The Durland Memorial Lecture is the most prestigious invitational lecture at Cornell's Johnson Graduate School of Management. This year's talk, titled "Citigroup Asset Management: Positioning for Strength in the Global Economy," will be at 4:30 p.m. in Rockefeller Hall's Schwartz Auditorium.
Jones is visiting the campus both to give the Durland lecture and to present the 1999 Perkins Prize for Interracial Understanding and Harmony. Jones established a President's Endowment Fund creating the award in 1994. The prize honors a member of the Cornell community for fostering inclusion, acceptance, and community among the university's diverse members.
Jones also will spend time with master's degree students in the Johnson School. He will have breakfast with members of the Minority Graduate Business Association, participate in the immersion class on financial markets, attend a luncheon with the school's Park Leadership Fellows and be honored at a private reception and dinner.
In 1997, Jones became vice chairman of the Travelers Group and served as chairman and chief executive officer of Salomon Smith Barney Asset Management. At the time he was the highest-ranking African-American at Travelers. The company merged with Citicorp, becoming Citigroup in 1998. The expanded firm now manages assets valued at more than $325 billion, as noted above.

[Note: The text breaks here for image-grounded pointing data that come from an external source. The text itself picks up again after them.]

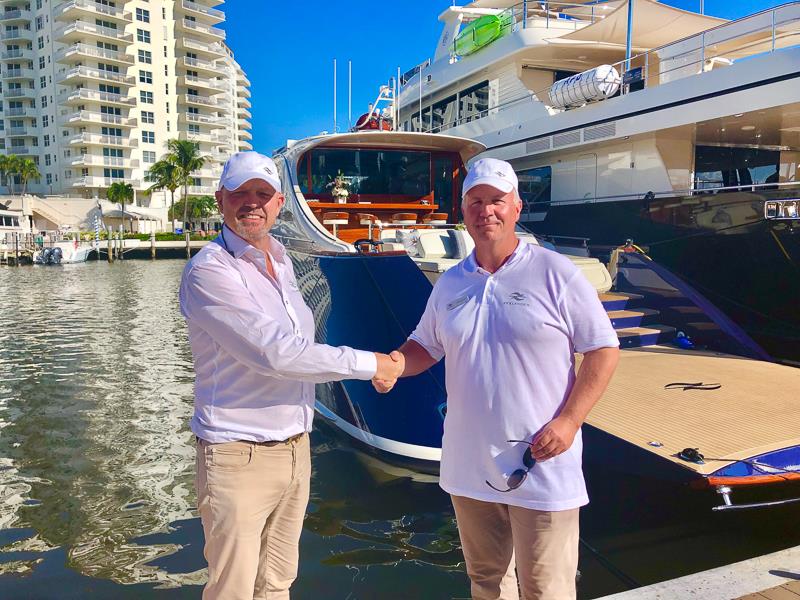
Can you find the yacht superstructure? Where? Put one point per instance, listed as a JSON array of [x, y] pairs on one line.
[[688, 145]]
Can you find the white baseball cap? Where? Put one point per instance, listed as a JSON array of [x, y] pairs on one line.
[[244, 166], [490, 171]]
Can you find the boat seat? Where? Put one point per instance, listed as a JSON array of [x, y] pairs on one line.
[[335, 219]]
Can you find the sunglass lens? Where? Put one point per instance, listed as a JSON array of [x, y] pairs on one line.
[[527, 458], [516, 478]]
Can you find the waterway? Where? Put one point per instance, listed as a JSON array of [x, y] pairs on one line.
[[96, 470]]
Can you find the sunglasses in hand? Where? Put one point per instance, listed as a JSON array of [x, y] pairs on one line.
[[517, 478]]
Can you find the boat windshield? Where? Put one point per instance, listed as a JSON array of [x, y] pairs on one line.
[[404, 174]]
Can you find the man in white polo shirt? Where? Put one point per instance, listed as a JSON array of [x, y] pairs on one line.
[[508, 320], [252, 339]]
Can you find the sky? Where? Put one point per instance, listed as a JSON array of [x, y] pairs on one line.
[[287, 50]]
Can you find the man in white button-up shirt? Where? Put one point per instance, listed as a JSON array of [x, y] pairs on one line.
[[508, 320], [256, 363]]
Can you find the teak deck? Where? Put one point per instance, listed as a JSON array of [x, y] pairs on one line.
[[756, 410]]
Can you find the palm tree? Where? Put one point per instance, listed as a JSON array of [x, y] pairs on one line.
[[119, 192], [27, 170], [6, 163], [185, 155], [164, 175]]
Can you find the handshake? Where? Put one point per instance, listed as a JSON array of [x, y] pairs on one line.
[[390, 367]]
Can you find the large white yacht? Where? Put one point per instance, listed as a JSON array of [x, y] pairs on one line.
[[680, 132]]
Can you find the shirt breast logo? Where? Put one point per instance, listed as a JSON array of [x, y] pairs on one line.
[[460, 301], [517, 299]]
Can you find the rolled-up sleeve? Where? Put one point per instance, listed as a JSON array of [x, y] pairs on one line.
[[214, 298]]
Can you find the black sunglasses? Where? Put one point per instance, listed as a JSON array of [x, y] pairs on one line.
[[517, 478]]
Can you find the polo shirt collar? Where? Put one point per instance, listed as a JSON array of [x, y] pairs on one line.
[[471, 262], [239, 246]]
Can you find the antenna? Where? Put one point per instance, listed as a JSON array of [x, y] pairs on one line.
[[334, 95], [349, 94]]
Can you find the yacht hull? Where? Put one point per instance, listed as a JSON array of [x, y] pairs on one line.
[[720, 244]]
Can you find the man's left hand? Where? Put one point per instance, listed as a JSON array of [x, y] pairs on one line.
[[554, 438]]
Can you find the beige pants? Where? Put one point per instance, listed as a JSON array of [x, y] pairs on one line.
[[252, 499], [545, 545]]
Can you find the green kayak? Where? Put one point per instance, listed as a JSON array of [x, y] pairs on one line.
[[479, 33]]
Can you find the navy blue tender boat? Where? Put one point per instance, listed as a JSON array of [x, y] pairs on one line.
[[370, 223]]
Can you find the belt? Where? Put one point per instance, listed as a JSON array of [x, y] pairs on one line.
[[287, 441]]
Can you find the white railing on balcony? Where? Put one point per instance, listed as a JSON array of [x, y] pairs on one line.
[[96, 117], [200, 28], [16, 34], [204, 119], [17, 53], [19, 92], [98, 138], [103, 9], [200, 64], [87, 50], [103, 74], [211, 12], [85, 94], [16, 13], [93, 29]]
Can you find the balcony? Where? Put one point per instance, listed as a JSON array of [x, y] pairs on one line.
[[200, 11], [77, 9], [215, 86], [95, 160], [22, 111], [204, 31], [207, 120], [17, 54], [79, 30], [89, 117], [79, 52], [195, 45], [21, 132], [19, 93], [19, 74], [17, 35], [81, 73], [84, 95], [102, 182], [103, 140], [201, 190], [16, 15]]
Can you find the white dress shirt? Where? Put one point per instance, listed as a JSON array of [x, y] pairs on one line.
[[252, 340], [509, 340]]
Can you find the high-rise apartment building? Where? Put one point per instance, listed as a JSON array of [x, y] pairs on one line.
[[93, 89]]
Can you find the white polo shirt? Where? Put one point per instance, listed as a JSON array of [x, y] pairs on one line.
[[508, 339], [252, 341]]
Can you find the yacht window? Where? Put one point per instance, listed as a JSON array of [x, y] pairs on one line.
[[717, 167], [368, 172], [534, 188], [473, 103]]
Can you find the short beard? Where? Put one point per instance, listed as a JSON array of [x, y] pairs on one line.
[[249, 235]]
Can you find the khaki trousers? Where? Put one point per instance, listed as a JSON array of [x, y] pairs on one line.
[[545, 545], [252, 499]]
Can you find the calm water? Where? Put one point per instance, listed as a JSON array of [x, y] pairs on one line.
[[96, 470]]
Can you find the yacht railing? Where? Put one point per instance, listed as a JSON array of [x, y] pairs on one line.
[[758, 34]]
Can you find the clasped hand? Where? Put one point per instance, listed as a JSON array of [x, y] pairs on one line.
[[390, 367]]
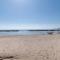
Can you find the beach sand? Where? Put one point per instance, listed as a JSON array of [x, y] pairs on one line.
[[38, 47]]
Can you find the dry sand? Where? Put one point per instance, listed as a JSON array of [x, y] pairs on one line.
[[45, 47]]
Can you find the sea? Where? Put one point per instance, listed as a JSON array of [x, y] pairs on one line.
[[25, 32]]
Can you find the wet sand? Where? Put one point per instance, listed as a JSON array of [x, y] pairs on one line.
[[38, 47]]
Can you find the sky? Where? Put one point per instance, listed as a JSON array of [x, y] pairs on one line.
[[29, 14]]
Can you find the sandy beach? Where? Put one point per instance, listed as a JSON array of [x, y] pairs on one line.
[[38, 47]]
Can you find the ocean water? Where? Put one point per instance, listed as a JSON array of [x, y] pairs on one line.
[[24, 33]]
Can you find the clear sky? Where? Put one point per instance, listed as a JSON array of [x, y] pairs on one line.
[[29, 14]]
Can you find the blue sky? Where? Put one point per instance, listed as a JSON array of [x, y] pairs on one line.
[[29, 14]]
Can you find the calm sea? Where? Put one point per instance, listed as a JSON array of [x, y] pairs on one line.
[[24, 33]]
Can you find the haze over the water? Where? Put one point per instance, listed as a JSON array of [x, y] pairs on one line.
[[29, 14]]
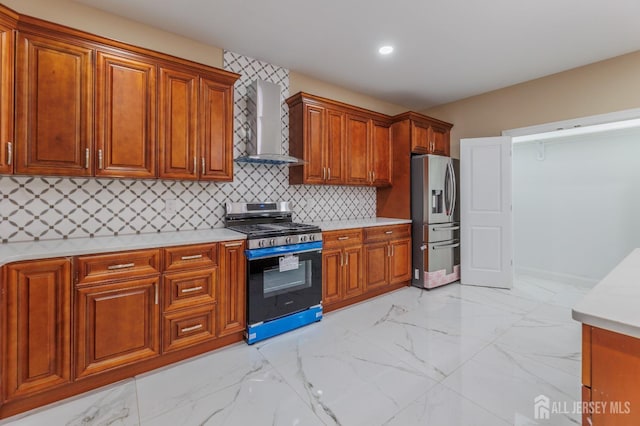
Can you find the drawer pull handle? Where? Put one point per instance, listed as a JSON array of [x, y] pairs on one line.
[[192, 257], [192, 328], [121, 266], [191, 290]]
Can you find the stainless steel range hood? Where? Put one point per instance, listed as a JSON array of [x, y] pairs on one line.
[[264, 133]]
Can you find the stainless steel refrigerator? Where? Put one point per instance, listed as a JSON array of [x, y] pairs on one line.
[[435, 220]]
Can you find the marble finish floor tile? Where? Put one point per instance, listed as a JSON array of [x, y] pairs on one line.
[[455, 355]]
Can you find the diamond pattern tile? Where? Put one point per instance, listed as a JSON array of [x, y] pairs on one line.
[[39, 208]]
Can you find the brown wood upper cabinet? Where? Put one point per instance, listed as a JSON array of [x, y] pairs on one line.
[[126, 115], [7, 42], [428, 135], [196, 125], [54, 106], [89, 106], [342, 144]]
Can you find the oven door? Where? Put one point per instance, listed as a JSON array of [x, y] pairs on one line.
[[283, 282]]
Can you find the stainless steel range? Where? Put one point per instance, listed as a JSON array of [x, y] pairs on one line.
[[284, 268]]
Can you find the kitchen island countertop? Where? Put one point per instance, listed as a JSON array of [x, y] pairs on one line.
[[613, 303]]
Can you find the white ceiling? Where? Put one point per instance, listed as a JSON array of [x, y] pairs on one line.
[[444, 49]]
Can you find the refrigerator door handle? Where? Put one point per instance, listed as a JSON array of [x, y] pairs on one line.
[[447, 190], [445, 228], [444, 246], [455, 190]]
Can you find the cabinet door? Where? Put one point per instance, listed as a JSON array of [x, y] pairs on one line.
[[439, 140], [216, 130], [419, 137], [400, 270], [353, 280], [6, 99], [233, 285], [126, 116], [38, 326], [332, 261], [314, 144], [357, 141], [376, 264], [177, 135], [54, 107], [335, 147], [116, 324], [380, 154]]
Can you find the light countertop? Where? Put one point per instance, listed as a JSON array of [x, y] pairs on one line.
[[30, 250], [336, 225], [613, 304], [12, 252]]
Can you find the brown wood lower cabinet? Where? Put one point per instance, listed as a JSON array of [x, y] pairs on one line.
[[232, 296], [610, 372], [117, 324], [120, 315], [354, 269], [341, 267], [387, 256], [37, 341]]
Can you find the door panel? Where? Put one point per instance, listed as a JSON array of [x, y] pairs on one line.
[[126, 114], [400, 261], [485, 188], [358, 136], [353, 279], [233, 285], [117, 324], [178, 109], [314, 143], [380, 154], [331, 276], [54, 107], [38, 336], [216, 133], [6, 98], [376, 264], [335, 147]]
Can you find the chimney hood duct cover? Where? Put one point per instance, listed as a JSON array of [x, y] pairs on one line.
[[264, 138]]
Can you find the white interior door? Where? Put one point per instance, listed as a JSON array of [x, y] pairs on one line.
[[485, 212]]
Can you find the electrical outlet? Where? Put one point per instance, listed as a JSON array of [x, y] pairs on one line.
[[170, 205]]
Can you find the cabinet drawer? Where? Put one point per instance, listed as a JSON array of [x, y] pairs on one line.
[[183, 289], [189, 327], [346, 237], [385, 233], [189, 257], [114, 266]]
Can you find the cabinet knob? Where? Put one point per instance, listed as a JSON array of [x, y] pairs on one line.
[[9, 153]]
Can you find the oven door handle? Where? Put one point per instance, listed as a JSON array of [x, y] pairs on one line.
[[283, 250]]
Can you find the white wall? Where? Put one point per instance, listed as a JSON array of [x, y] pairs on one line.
[[576, 213]]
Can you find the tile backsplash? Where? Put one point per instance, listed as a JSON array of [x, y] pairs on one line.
[[39, 208]]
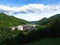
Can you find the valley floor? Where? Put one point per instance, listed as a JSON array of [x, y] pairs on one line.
[[46, 41]]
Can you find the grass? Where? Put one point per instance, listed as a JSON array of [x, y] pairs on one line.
[[46, 41]]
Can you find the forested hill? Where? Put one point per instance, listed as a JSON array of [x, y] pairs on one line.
[[50, 20], [6, 20]]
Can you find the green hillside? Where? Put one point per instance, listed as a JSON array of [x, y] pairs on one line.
[[6, 20], [50, 20]]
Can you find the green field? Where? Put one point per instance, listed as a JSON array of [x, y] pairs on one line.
[[46, 41]]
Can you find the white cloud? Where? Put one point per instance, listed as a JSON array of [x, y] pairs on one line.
[[31, 12]]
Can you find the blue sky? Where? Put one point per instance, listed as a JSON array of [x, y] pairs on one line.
[[25, 2], [30, 10]]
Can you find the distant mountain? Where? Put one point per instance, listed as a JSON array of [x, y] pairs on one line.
[[6, 20], [33, 22]]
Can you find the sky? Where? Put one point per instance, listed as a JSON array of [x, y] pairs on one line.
[[30, 10]]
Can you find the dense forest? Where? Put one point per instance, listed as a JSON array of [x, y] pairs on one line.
[[8, 21], [46, 28]]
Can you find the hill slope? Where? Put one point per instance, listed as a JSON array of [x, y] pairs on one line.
[[50, 20], [6, 20]]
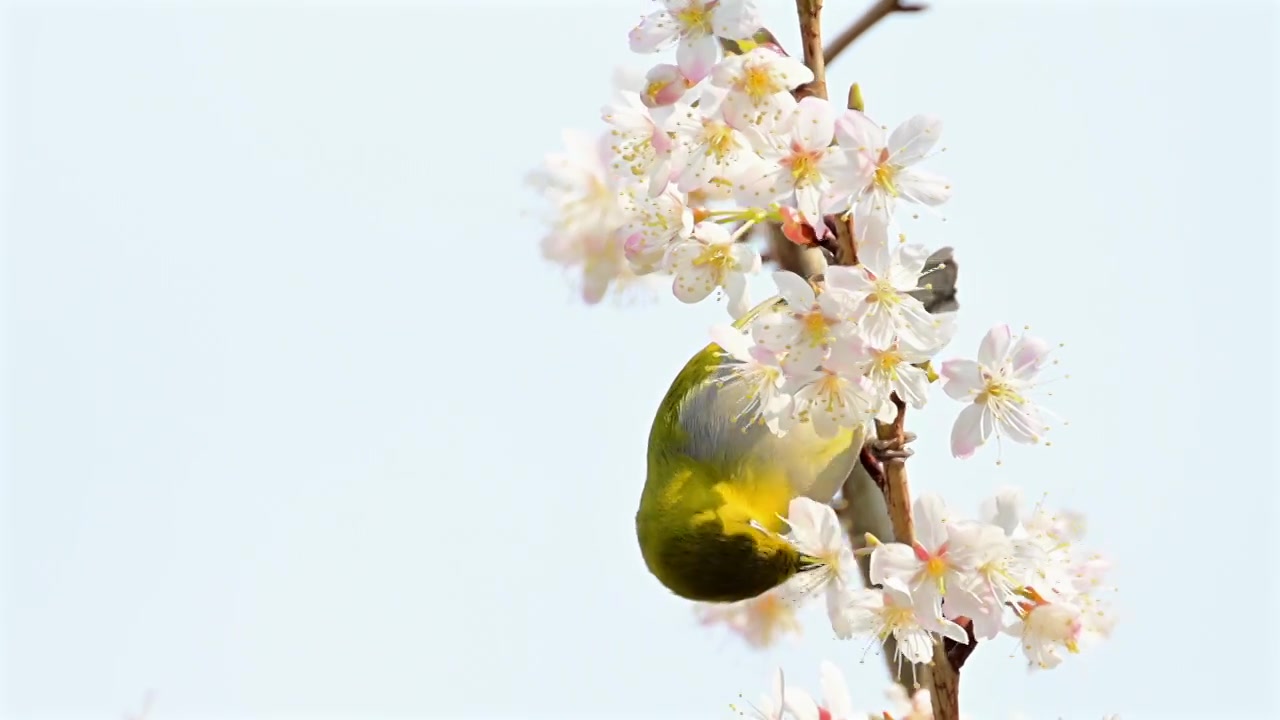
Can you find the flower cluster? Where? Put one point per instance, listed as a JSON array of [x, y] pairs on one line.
[[1011, 573], [786, 700], [718, 141], [698, 153]]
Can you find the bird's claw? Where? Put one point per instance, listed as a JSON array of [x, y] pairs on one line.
[[886, 450]]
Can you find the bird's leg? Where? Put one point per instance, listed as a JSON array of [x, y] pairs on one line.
[[886, 450], [876, 452]]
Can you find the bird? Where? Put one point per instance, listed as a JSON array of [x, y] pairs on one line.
[[718, 484]]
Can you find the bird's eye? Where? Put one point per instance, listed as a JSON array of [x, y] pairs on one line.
[[810, 564]]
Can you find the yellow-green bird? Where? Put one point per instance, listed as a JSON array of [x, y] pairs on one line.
[[716, 479]]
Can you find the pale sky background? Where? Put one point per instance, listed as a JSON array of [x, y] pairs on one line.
[[300, 424]]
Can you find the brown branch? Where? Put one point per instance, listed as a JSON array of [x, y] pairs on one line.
[[876, 13], [810, 41], [944, 680], [897, 493]]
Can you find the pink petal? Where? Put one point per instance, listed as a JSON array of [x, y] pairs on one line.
[[913, 140], [696, 57], [995, 347], [929, 513], [1020, 423], [1028, 356], [926, 188], [972, 428], [964, 377], [794, 288], [813, 123], [654, 32], [856, 131]]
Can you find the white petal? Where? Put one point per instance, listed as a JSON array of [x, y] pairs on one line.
[[813, 123], [1020, 423], [791, 71], [913, 140], [851, 279], [919, 186], [795, 290], [693, 283], [732, 341], [1006, 510], [736, 19], [913, 384], [894, 561], [855, 131], [835, 692], [735, 291], [949, 629], [654, 32], [695, 57], [995, 347], [712, 233], [746, 258], [931, 514], [964, 378], [801, 705], [972, 428], [1028, 355], [915, 643]]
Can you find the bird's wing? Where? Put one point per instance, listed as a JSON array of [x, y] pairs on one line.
[[717, 428]]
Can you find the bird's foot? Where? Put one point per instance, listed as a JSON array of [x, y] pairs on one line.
[[886, 450]]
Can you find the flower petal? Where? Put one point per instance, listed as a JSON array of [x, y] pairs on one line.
[[813, 123], [995, 347], [696, 57], [801, 705], [732, 341], [736, 21], [712, 233], [894, 561], [795, 290], [931, 518], [972, 428], [858, 132], [1028, 356], [913, 140], [739, 299], [964, 378], [923, 187]]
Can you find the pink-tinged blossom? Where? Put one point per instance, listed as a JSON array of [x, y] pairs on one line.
[[693, 26], [800, 165], [999, 387], [894, 173]]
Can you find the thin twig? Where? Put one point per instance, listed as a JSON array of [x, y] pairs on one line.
[[876, 13], [944, 677], [897, 492], [810, 41]]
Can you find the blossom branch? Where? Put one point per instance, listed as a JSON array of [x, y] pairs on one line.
[[810, 41], [876, 13], [944, 678]]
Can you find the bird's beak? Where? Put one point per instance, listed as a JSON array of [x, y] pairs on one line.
[[809, 563]]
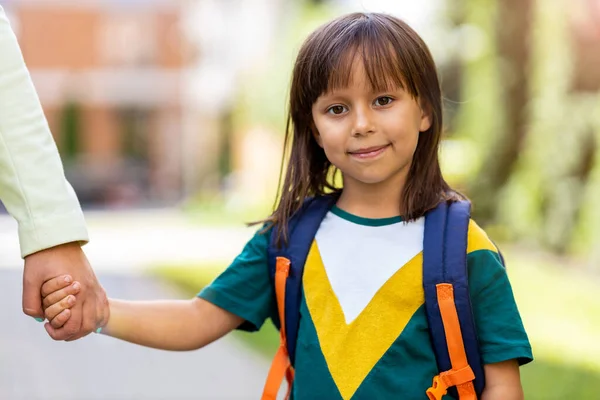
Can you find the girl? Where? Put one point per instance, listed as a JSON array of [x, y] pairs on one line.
[[365, 102]]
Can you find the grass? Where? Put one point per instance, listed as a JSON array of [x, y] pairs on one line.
[[558, 304], [192, 280]]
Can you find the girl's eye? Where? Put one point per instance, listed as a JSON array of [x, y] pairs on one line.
[[336, 110], [383, 101]]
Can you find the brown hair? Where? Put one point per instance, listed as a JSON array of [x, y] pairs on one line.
[[393, 55]]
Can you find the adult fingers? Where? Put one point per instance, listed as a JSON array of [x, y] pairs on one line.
[[56, 284], [55, 297], [57, 308]]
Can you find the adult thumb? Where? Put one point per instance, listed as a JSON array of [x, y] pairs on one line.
[[32, 297]]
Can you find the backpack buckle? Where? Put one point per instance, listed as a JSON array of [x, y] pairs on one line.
[[438, 389]]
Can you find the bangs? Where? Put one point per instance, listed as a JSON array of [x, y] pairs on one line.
[[380, 64], [380, 44]]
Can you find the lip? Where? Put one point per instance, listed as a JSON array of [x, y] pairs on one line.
[[369, 152]]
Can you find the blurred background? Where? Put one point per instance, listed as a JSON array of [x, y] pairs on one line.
[[169, 117]]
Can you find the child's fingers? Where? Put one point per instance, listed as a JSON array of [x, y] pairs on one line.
[[61, 319], [55, 297], [57, 308], [55, 284]]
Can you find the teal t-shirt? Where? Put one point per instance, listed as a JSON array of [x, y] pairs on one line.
[[363, 330]]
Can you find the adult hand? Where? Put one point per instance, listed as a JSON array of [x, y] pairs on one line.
[[91, 310]]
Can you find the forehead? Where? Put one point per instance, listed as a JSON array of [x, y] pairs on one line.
[[373, 69]]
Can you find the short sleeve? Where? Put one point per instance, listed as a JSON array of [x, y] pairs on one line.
[[244, 288], [499, 326]]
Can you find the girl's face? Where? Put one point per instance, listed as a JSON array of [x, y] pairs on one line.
[[369, 136]]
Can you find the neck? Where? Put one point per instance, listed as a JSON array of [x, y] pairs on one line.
[[380, 200]]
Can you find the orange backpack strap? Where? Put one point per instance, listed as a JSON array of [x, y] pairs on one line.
[[461, 375], [280, 366]]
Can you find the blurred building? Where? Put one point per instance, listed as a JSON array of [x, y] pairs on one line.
[[138, 93], [109, 75]]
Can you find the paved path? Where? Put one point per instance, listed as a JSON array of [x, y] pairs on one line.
[[125, 241], [34, 367]]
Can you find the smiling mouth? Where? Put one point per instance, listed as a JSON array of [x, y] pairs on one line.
[[369, 152]]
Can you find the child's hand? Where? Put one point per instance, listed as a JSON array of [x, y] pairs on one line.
[[58, 297]]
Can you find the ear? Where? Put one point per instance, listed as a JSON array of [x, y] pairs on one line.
[[425, 116], [315, 132]]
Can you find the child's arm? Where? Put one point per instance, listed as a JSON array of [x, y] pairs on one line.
[[166, 324], [502, 381], [169, 324]]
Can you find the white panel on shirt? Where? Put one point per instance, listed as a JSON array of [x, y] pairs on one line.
[[359, 259]]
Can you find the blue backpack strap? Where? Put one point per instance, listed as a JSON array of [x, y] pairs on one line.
[[445, 261], [302, 229]]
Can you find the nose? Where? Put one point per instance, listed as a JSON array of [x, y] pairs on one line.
[[363, 121]]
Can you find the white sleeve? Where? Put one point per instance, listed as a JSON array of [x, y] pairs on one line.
[[33, 187]]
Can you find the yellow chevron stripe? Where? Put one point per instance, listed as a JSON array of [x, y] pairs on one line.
[[351, 351]]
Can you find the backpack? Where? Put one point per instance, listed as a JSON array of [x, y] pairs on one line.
[[447, 301]]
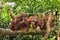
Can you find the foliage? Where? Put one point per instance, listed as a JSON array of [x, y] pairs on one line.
[[30, 7]]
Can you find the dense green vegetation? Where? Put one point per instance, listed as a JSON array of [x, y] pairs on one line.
[[31, 7]]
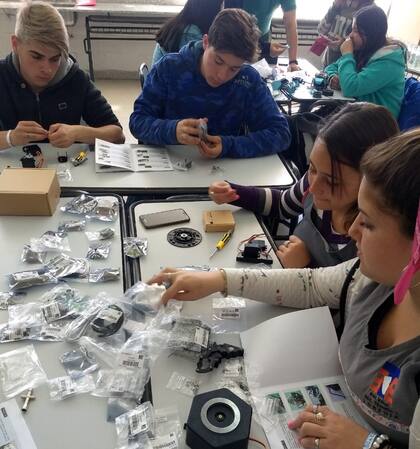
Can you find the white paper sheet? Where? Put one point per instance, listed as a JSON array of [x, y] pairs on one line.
[[14, 433], [111, 157]]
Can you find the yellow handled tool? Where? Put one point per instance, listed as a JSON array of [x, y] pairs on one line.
[[222, 242]]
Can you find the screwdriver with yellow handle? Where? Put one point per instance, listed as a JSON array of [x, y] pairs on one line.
[[222, 242]]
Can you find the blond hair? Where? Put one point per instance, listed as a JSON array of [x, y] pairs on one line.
[[41, 22]]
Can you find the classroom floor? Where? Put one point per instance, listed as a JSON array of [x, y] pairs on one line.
[[121, 94]]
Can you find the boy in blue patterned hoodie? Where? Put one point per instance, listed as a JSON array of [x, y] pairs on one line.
[[209, 80]]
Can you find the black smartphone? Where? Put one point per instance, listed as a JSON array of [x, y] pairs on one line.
[[164, 218]]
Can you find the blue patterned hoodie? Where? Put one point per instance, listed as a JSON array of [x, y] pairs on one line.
[[242, 111]]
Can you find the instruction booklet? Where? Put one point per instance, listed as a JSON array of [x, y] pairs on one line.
[[298, 367], [111, 157]]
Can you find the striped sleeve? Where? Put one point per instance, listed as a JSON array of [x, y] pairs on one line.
[[274, 203]]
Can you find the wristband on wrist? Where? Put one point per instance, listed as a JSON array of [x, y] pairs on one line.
[[8, 140], [223, 273]]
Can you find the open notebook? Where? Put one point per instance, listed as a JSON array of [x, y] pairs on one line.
[[111, 157]]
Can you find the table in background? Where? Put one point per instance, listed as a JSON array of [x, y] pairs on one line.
[[78, 422], [162, 254], [263, 171]]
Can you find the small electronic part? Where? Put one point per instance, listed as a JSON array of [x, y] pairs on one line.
[[79, 158], [222, 242], [212, 357], [62, 158], [255, 251]]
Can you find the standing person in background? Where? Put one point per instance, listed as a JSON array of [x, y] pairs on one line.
[[336, 26], [372, 67], [189, 25], [263, 10]]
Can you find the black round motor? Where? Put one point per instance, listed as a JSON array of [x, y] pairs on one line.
[[184, 237]]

Before the move to Travelers and Citigroup, Jones was vice chairman, president and chief operations officer of Teachers Insurance & Annuity Association and College Retirement Equities, a firm he joined in 1989 as executive vice president and CFO. Interviewed in the Wall Street Journal Aug. 15, 1997, Jones said he made the switch from overseeing about $200 billion in pension-fund assets at TIAA-CREF to managing about $120 billion in assets at the Travelers because he liked the bigger stage and the challenge of competing globally. He likened the opportunity to "getting to play in the Superbowl."
Before TIAA-CREF, Jones was senior vice president and treasurer at John Hancock Mutual Life Insurance Company of Boston, Mass. His career took off in 1973, when he was recruited by the big-eight accounting and consulting firm Arthur Young and Company. During the stint at Arthur Young, he also became a certified public accountant and earned an MBA degree at Boston University.
At Cornell, Jones is a member of the university's board of trustees, the Weill Medical College's board of overseers, and the Dean's Advisory Council of the College of Architecture, Art and Planning. He also contributes time and energy to nonprofit programs such as "Courage to Succeed," which teaches computer skills to middle school students in New York City's predominantly African-American Harlem district. He serves on the boards of New York City's Educational Broadcasting Corp., Federal Home Loan Mortgage Corp. (Freddie Mac) and Pepsi Bottling Group.
The Durland Memorial Lecture series brings distinguished executives from the fields of business, finance and investment management to Cornell annually and is sponsored by the Johnson School. Roy H. Park, the late chairman of Park Communications Inc. and a small group of donors initiated the lectures in 1983 to honor former Cornell Treasurer Lewis H. Durland.
Past Durland presenters have included Abby Joseph Cohen, now a partner at Goldman, Sachs & Co.; Lucio A. Noto, chairman and chief executive officer of Mobil Corp.; and Dennis D. Dammerman, now vice chairman of the board and executive officer of General Electric Co. and chairman and chief executive officer of General Electric Capital Service.